Obesity progression is connected with changes in production of adiponectin, an adipose-derived plasma protein. Weight loss was shown to increase adiponectin levels; in animal models of obesity and insulin resistance, adiponectin levels are reduced. Adiponectin regulates lipid and glucose metabolism, increases insulin sensibility, regulates food intake and body weight, and protects against chronic inflammation. Human studies show that hypoadiponectinemia is associated with insulin resistance, hyperinsulinemia, and the possibility of developing T2DM, independent of fat mass [16, 17].
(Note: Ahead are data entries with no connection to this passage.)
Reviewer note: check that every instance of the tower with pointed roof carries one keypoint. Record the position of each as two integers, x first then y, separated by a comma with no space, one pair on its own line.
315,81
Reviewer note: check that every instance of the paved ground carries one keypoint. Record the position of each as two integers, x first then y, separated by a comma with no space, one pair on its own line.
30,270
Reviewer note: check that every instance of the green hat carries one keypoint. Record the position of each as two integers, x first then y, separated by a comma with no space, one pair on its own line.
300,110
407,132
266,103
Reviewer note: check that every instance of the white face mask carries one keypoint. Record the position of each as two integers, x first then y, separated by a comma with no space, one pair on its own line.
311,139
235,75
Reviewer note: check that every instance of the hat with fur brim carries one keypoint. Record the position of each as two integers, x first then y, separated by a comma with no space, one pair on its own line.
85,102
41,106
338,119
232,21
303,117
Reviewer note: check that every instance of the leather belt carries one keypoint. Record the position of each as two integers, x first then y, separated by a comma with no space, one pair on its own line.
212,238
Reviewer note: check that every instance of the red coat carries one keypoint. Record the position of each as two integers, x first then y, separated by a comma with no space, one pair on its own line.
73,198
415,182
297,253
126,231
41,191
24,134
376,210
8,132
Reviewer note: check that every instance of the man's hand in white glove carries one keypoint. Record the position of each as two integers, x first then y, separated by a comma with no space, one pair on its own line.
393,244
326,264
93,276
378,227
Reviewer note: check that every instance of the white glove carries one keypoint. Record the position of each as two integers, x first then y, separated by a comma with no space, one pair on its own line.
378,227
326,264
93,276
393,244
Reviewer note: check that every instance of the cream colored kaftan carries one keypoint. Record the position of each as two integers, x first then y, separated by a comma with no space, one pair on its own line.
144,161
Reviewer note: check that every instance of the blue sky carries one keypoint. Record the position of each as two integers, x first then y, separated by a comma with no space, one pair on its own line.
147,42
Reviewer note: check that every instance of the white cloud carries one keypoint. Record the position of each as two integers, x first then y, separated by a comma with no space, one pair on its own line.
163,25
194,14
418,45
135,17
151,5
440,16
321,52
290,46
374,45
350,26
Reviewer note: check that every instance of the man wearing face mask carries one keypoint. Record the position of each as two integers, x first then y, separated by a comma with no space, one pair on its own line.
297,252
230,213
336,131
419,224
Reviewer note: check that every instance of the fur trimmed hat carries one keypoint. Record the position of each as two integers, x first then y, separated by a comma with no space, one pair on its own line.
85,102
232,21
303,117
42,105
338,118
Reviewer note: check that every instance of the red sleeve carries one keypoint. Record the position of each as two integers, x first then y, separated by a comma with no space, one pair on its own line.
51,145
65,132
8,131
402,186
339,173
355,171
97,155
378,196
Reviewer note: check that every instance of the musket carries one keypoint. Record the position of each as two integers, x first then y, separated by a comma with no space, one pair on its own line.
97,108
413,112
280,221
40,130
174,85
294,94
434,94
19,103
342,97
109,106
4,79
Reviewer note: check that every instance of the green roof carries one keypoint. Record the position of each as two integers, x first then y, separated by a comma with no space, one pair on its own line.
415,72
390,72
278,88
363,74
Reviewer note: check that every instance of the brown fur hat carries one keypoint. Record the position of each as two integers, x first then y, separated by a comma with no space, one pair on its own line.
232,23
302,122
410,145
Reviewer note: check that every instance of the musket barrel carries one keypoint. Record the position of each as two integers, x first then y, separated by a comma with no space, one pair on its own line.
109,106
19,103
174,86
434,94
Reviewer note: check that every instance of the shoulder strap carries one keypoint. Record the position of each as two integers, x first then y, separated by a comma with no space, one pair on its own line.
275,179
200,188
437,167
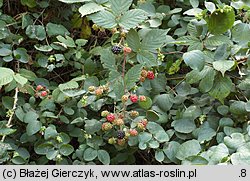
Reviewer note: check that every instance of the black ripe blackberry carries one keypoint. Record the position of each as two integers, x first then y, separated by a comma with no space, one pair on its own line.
120,134
116,49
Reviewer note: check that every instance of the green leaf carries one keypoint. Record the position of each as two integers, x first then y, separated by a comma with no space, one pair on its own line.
170,149
133,40
240,159
5,51
154,39
222,109
56,29
217,40
159,155
43,48
187,149
210,6
36,32
50,132
66,149
74,1
31,76
146,104
164,102
247,106
195,59
67,41
184,125
132,18
90,154
6,131
152,115
223,66
219,22
234,141
207,82
104,19
204,133
222,88
238,108
7,102
33,127
20,79
132,76
44,148
146,58
68,85
21,55
6,76
92,126
240,33
52,154
158,132
108,60
194,3
215,154
90,8
120,6
103,157
145,137
30,117
29,3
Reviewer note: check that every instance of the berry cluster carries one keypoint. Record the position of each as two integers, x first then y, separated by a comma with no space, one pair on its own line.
133,98
98,91
41,91
121,131
147,75
116,49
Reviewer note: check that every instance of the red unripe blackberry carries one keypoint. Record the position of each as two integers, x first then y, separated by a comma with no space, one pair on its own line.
116,49
120,134
134,98
150,75
44,93
110,117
Obesity is associated with dysregulation of lipid and carbohydrate metabolism. An increase in either one of these substrates will also increase the demand on the mitochondria and the utilization of the electron transport chain. Intensification of electron transport chain functioning generates increased amounts of reactive oxygen species (ROS) followed oxidative stress development. Oxidative stress activates a number of regulatory proteins including kinases like c-Jun N-terminal kinase (JNK), mitogen-activated protein kinase (p38 MAPK) and inhibitor of nuclear factor-кВ (IkB) kinase (IKK) that may directly interfere with insulin signaling or indirectly via induction of nuclear factor-кВ (NF- кВ) and increased cytokine production [12].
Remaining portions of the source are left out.